Cam and Alex had continued to cram. They had memorized and practiced some awesome spells at home and at school. They’d created new incantations, most of which worked surprisingly well. Their talents were definitely improving — particularly Cam’s mind-reading ability. As for hunches and premonitions, Alex had experienced at least three, counting the one in Dylan’s room when she’d seen Amaryllis’s face.
Stressed out by waiting, Cam had tried to figure out how their viewing might be going. She doled out points to herself… and to Alex. By her reckoning, they were neck and neck now.
But a week ago her twin had bounded into the lead with a single act of trust and courage. She’d befriended Stevie Hitchens.
And gotten him to apologize to Nadine.
With whom he fell in love!
Now the two of them held hands in the hallways and neither the new girl nor the bully sat alone at lunch anymore.
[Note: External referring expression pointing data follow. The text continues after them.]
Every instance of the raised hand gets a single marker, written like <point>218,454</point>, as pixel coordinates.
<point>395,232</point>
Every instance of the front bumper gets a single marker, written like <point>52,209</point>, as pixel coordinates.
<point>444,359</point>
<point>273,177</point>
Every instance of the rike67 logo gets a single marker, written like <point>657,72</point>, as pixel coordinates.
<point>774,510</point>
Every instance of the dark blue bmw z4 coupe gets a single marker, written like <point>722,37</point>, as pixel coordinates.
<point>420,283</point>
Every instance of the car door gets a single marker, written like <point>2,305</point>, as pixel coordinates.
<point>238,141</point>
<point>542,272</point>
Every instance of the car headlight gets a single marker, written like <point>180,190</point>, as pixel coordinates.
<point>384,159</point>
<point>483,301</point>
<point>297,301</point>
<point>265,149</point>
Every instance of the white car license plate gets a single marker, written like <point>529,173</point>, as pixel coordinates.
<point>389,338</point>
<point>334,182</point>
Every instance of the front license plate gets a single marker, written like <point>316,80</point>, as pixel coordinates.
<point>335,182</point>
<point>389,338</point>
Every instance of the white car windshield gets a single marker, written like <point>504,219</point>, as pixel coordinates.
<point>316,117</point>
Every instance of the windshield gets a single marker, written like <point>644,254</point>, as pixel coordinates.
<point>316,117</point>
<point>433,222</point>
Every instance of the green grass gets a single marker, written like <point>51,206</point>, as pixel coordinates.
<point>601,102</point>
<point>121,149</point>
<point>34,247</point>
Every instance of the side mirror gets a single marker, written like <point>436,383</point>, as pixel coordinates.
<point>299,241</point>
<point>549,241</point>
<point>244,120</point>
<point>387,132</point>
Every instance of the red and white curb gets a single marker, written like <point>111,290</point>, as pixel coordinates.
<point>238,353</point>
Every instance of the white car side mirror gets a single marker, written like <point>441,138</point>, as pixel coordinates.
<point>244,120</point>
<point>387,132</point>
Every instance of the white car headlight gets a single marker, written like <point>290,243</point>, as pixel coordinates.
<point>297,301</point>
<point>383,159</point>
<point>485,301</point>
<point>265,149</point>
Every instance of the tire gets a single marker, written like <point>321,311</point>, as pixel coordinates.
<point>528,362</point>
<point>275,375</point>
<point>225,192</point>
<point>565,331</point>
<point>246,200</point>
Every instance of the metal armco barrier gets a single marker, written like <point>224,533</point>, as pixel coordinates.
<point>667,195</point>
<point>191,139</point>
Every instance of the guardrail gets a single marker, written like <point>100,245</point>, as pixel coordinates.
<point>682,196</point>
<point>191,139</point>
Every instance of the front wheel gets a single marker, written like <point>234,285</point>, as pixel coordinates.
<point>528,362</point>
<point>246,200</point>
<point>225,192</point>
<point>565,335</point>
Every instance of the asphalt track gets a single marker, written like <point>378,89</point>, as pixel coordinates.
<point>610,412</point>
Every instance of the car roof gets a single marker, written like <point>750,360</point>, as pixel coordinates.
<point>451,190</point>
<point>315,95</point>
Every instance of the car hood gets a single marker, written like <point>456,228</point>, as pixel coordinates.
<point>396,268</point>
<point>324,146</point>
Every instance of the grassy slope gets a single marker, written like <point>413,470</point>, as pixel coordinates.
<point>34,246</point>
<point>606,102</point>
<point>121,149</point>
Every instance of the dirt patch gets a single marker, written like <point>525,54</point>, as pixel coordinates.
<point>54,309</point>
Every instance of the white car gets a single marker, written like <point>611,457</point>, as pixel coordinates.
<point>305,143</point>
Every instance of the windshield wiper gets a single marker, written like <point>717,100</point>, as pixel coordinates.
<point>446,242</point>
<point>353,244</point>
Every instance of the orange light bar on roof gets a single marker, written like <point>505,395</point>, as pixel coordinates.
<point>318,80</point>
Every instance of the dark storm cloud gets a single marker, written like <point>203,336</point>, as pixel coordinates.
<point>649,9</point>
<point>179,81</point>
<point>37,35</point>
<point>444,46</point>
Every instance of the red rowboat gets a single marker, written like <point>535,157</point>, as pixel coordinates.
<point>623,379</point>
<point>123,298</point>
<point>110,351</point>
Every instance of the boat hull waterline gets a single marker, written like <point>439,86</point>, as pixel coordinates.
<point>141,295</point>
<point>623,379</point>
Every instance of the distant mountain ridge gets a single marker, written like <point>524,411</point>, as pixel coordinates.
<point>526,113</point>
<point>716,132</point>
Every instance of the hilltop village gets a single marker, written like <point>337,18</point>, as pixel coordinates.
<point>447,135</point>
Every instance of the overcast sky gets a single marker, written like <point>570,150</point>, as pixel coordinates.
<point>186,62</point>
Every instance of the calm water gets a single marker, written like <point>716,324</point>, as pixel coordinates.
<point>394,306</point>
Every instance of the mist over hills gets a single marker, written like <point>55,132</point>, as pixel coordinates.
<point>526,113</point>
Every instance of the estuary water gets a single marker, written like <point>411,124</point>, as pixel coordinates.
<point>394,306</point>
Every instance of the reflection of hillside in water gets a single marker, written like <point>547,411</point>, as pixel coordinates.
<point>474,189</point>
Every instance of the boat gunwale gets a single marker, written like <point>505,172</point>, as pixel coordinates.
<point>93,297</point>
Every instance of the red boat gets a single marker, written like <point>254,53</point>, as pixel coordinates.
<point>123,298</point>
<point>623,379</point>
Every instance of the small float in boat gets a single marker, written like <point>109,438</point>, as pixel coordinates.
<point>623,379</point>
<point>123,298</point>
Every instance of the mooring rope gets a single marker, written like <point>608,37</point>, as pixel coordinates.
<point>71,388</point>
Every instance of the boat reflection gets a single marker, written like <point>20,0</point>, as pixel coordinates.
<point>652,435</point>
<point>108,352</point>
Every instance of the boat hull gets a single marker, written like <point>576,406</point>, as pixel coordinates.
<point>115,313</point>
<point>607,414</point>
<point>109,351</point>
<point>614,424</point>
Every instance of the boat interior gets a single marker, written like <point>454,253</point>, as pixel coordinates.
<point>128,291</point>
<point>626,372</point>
Alex swore she’d used no magic to accomplish this. She’d done nothing but hide a topaz stone in Stevie’s backpack — topaz being a gem of courage, excellent for dispelling fear and insecurity with the light and warmth of love.
Cam had caught up to her sister just days ago. And it was Beth who’d provided the opportunity.
All of a sudden, Cam’s laid-back best was obsessing about a business trip her mom was supposed to take. The trip itself was a week away. It had never been a big deal before. Now Beth couldn’t let go of it. She kept saying she felt lonely already. And — as if it were the most brilliant idea she’d ever had — how cool would it be if Cam and, okay, Alex, too, bunked in with her?